Yirmi Üçüncü Mektup
بِاسْمِهِ سُبْحَانَهُ [1] * وَاِنْ مِنْ شَىْءٍ اِلاَّ يُسَبِّحُ بِحَمْدِهِ * [2]
اَلسَّلاَمُ عَلَيْكُمْ وَرَحْمَةُ اللهِ وَبَرَكَاتُهُ اَبَدًا بِعَدَدِ عَاشِرَاتِ دَقَۤائِقِ عُمْرِكَ وَذَرَّاتِ وُجُودِكَ * [3]
AZİZ, gayretli, ciddî, hakikatli, hâlis, dirayetli kardeşim,
Bizim gibi hakikat ve âhiret kardeşlerin, ihtilâf-ı zaman ve mekân, sohbetlerine ve ünsiyetlerine bir mâni teşkil etmez. Biri şarkta, biri garpta, biri mazide, biri müstakbelde, biri dünyada, biri âhirette olsa da, beraber sayılabilirler ve sohbet edebilirler. Hususan birtek maksat için birtek vazifede bulunanlar, birbirinin aynı hükmündedirler. Sizi her sabah yanımda tasavvur edip, kazancımın bir kısmını, bir sülüsünü—Allah kabul etsin—size veriyorum. Duada, Abdülmecid ve Abdurrahman ile berabersiniz. İnşaallah her vakit hissenizi alırsınız.

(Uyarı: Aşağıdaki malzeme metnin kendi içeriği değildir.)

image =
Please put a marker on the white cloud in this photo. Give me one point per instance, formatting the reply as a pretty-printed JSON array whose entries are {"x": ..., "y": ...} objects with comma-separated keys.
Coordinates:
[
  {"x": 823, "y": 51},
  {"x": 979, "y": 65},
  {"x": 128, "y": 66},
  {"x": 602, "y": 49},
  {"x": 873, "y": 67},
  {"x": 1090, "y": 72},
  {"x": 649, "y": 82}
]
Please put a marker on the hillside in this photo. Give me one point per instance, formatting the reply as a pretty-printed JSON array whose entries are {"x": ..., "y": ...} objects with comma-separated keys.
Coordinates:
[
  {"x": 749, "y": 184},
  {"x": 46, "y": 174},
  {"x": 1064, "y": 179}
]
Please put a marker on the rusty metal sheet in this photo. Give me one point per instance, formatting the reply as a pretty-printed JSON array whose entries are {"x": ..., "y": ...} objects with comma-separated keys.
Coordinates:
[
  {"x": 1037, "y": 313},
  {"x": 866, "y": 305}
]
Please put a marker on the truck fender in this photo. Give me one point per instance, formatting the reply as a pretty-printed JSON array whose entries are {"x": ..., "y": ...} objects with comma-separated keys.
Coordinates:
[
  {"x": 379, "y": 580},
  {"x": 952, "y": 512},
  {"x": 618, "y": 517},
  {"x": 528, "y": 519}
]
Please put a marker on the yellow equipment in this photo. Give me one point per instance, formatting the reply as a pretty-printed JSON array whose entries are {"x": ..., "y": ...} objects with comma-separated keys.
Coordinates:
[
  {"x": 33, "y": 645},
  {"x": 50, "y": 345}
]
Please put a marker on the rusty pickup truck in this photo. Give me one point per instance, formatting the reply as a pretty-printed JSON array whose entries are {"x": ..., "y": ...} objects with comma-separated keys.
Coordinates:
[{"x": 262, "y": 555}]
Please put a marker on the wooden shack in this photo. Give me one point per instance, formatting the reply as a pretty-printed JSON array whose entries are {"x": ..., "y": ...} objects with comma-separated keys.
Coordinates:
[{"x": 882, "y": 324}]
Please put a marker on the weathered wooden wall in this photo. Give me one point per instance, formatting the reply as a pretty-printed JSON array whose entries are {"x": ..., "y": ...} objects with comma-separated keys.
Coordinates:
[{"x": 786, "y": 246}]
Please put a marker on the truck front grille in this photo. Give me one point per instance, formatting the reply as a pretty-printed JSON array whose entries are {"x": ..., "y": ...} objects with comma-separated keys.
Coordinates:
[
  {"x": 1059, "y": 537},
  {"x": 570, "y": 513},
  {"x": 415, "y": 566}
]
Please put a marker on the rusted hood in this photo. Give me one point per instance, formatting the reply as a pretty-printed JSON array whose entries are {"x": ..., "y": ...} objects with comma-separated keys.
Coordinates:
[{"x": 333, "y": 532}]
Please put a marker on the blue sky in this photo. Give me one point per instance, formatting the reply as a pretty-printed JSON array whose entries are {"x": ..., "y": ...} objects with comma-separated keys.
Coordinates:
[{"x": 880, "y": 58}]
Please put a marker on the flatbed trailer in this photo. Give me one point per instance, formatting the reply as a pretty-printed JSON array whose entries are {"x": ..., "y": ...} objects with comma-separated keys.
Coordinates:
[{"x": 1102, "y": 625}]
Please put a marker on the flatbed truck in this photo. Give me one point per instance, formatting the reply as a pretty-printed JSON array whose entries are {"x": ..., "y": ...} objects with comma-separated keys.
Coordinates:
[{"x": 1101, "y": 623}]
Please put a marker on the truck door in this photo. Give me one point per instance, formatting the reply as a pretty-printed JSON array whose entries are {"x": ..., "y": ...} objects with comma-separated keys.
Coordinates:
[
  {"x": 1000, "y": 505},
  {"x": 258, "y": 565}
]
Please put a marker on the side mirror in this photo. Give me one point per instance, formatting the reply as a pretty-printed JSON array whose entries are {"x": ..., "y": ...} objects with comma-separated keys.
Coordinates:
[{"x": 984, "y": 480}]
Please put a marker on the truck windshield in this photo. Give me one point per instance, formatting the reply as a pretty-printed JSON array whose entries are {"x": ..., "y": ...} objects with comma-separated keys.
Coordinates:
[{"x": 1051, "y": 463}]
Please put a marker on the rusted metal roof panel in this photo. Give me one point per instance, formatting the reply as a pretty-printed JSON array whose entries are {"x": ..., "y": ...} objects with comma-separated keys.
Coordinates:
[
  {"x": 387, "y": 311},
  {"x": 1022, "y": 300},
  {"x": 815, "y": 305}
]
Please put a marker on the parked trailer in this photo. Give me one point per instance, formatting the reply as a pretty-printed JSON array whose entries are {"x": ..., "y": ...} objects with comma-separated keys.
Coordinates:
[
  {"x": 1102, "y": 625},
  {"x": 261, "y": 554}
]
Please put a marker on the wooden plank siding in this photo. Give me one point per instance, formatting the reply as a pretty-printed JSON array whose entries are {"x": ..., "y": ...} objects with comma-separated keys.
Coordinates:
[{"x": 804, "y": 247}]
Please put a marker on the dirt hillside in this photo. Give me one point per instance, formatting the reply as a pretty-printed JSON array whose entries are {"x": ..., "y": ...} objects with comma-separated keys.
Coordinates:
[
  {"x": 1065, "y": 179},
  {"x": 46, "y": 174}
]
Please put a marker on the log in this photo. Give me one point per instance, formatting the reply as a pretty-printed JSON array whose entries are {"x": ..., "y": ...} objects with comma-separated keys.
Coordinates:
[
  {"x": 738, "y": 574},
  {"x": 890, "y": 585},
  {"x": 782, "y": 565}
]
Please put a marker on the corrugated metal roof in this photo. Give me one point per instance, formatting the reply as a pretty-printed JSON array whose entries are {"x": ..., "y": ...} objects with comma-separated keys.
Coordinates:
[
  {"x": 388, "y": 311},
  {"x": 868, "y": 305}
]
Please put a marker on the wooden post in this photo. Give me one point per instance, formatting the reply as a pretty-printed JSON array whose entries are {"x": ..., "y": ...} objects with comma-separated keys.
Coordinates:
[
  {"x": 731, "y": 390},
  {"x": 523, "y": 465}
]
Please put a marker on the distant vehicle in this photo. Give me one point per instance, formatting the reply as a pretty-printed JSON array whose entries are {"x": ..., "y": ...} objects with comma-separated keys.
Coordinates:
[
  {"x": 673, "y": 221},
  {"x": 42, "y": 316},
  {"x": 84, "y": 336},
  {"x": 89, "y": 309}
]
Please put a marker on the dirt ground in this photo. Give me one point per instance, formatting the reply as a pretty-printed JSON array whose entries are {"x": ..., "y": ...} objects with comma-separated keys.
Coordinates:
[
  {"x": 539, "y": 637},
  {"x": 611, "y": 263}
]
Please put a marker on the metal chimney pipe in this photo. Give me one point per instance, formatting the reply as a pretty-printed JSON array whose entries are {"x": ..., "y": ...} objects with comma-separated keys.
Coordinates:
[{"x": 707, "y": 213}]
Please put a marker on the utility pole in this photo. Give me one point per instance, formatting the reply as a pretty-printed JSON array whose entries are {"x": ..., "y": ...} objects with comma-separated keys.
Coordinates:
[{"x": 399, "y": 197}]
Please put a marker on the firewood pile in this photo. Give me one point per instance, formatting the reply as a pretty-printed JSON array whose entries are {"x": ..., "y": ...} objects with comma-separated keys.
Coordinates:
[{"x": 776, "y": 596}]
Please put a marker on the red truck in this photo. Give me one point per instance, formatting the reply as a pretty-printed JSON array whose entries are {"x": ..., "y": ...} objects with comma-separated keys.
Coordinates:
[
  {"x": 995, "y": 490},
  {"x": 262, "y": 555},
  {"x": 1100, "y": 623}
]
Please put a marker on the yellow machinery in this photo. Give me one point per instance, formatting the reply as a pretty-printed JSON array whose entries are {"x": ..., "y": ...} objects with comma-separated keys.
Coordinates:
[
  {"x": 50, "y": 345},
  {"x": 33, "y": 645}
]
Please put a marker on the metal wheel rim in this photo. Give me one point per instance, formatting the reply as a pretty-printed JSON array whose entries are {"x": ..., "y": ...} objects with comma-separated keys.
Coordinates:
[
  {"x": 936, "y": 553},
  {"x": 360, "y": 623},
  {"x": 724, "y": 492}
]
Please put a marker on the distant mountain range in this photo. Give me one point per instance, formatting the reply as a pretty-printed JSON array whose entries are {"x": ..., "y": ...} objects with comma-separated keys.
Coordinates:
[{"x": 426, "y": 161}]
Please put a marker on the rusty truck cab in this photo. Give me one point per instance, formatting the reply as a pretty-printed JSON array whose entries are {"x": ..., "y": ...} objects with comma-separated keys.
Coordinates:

Sizin dünyaca bazı müşkülâtınız, senin hesabına beni bir parça müteessir etti. Fakat madem dünya bâki değil ve musibetlerinde bir nevi hayır vardır; senin bedeline "Yâ Hû bu da geçer" kalbime geldi. لاَ عَيْشَ اِلاَّ عَيْشُ اْلاٰخِرَةِ [4] düşündüm.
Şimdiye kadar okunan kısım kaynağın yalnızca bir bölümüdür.